As already reported, Darroch’s cables discussed the British strategy of “flooding the zone” around Trump by making contact with his friends inside and especially outside the White House, and pushing British policies and strategies with them.

In a Nov. 13, 2018 CBS interview with Darroch, he pushed “flooding the zone” publicly: “British leaders also recognize the need to communicate with the president’s circle of outside advisers and look at Twitter a bit more often than we used to.”

The approach sounds similar to the way British intelligence approached Trump campaign advisors in 2016 in Britain and worked to push them into appearing to cooperate with “Russian” agents.
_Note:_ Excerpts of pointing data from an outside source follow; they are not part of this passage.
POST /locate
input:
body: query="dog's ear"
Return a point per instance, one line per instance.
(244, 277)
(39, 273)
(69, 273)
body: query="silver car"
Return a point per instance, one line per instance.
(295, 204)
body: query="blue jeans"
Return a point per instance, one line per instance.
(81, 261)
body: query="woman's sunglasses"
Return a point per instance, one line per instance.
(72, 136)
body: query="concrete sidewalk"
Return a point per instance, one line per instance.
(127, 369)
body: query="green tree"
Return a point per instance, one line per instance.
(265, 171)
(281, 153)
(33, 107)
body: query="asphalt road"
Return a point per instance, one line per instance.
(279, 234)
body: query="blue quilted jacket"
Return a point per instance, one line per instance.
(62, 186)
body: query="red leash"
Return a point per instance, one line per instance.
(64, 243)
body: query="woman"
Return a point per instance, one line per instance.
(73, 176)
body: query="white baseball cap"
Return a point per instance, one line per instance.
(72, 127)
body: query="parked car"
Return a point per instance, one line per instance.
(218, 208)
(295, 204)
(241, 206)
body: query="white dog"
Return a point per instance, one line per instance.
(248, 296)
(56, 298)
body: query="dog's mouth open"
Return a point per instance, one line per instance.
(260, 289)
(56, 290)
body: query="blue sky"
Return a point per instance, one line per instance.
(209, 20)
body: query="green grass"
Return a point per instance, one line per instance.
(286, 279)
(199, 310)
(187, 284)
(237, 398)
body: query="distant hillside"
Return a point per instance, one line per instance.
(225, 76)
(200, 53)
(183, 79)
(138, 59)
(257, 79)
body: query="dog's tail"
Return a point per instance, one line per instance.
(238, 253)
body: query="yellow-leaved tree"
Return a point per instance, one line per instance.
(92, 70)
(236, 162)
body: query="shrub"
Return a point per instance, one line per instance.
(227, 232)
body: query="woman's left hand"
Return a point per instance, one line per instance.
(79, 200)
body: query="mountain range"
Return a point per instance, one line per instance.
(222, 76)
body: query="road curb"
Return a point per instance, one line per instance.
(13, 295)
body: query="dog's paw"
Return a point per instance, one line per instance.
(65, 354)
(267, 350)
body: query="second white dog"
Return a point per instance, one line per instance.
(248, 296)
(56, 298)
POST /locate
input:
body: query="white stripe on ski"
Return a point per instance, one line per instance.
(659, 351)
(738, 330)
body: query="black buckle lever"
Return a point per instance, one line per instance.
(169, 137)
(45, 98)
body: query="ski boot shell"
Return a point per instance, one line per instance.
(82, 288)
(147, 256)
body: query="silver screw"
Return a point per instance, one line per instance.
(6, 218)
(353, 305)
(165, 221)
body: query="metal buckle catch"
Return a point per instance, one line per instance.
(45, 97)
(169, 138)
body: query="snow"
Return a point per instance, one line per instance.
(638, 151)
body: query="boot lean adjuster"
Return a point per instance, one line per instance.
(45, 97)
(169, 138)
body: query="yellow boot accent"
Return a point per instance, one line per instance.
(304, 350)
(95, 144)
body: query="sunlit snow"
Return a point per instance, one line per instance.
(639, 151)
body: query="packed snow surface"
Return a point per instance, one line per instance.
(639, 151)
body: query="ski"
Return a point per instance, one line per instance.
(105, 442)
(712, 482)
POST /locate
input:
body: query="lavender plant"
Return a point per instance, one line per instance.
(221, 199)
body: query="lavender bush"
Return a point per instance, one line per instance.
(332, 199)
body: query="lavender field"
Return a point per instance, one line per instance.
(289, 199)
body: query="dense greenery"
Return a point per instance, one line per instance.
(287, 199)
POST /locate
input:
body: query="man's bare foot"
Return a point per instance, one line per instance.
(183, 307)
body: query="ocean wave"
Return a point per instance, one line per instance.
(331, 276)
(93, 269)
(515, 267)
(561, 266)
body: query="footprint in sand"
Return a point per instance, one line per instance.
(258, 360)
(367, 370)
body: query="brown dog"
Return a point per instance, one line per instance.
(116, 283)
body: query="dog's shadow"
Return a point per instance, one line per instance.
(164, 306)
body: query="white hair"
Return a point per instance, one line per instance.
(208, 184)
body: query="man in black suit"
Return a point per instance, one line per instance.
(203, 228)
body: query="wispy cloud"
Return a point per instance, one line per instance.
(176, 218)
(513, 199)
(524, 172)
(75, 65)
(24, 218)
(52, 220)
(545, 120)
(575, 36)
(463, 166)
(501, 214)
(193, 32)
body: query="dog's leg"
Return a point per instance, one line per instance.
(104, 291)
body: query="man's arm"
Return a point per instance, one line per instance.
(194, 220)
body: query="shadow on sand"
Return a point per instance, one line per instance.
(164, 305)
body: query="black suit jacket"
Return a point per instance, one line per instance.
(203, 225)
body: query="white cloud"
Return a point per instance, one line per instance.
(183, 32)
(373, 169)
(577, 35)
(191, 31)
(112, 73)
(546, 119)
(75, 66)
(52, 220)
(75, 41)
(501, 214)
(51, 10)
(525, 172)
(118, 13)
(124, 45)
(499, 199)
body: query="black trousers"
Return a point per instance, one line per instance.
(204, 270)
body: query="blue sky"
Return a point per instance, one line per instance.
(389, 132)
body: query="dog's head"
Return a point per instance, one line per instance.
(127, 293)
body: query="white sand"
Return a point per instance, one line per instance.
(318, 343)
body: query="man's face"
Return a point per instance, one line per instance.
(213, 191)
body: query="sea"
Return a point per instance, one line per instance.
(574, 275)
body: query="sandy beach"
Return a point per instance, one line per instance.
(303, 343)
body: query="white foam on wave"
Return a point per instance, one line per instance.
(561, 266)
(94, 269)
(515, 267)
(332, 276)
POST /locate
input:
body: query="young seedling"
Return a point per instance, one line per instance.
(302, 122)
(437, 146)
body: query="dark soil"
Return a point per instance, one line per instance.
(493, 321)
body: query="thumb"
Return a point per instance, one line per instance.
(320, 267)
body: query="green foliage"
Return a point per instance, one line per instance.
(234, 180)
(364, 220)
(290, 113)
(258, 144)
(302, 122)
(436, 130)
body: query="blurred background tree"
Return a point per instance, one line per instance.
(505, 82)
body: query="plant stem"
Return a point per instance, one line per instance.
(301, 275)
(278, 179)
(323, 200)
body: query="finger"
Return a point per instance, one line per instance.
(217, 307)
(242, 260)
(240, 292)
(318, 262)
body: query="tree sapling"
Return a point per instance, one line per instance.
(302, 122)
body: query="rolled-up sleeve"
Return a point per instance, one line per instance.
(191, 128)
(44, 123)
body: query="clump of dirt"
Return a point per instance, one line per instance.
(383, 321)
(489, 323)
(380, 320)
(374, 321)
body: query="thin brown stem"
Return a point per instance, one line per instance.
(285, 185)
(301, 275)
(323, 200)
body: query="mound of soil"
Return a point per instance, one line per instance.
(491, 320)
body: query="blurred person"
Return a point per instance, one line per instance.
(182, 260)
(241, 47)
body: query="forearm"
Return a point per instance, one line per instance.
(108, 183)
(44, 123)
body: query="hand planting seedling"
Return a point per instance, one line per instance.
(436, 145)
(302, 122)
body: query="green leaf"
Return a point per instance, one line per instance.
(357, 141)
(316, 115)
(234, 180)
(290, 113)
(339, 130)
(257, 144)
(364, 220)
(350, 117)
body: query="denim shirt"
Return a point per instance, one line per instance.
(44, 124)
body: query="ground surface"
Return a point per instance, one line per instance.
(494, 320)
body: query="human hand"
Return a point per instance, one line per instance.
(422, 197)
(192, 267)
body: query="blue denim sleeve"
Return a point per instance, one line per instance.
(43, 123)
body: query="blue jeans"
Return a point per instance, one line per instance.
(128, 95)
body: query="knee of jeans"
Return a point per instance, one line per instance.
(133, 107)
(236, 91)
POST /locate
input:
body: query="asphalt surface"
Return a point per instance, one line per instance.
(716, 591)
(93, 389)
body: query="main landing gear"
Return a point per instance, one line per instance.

Both British tactics make a Justice Department counterintelligence investigation into British interference, immediately imperative.

The Darroch cables so far revealed in the U.K. Daily Mail don’t include any from 2016. But a June 2017 cable quoted by the Mail makes clear that Darroch was all in on Russiagate: “There could have been active collusion between individuals associated with the Trump campaign and Russian intelligence,” he wrote, “especially over the timing of release of hacked emails from inside the Clinton camp. Dodgy Russian financiers may have bailed out the Trump and Kushner enterprises when both were at risk of bankruptcy in previous decades.” And, “Trump’s attempts to close down the FBI investigation might amount to obstruction of justice.”

Newsmax writer John Gizzi provided a counterview on how Darroch was imposing British policy, saying that “sources close to the British Foreign Office” told him the Daily Mail quotations are out of context or misused, and that Darroch is a “staunch supporter” among diplomats, of Trump’s foreign policy actions. Which ones? The attacks on Syria, Gizzi was told, and Trump’s challenges to NATO to increase military spending. Apparently also the current hawk policy on Iran, because Gizzi’s sources say Darroch was only criticizing Trump on Iran in the first half of 2017—when Trump was staying in the JCPOA and certifying Iran as compliant. The sources told Gizzi that “[Darroch] consistently encouraged British officials and Prime Minister Theresa May to engage with Trump and the Administration, suggesting they were open to fresh and innovative points of view.” British points of view—this, too, appears to refer to the “flooding the zone” strategy.

Brexit Party leader Nigel Farage yesterday called for Darroch to be fired. Conservative MP Tom Tugendhat, who chairs Parliament’s foreign affairs committee, said he had written to the chief of London’s Metropolitan Police asking for a criminal investigation into the leak, according to AP. Foreign Office Minister, MP Alan Duncan told the House of Commons that there would be a cross-government investigation, and “If evidence of criminality is found then yes the police could be involved.”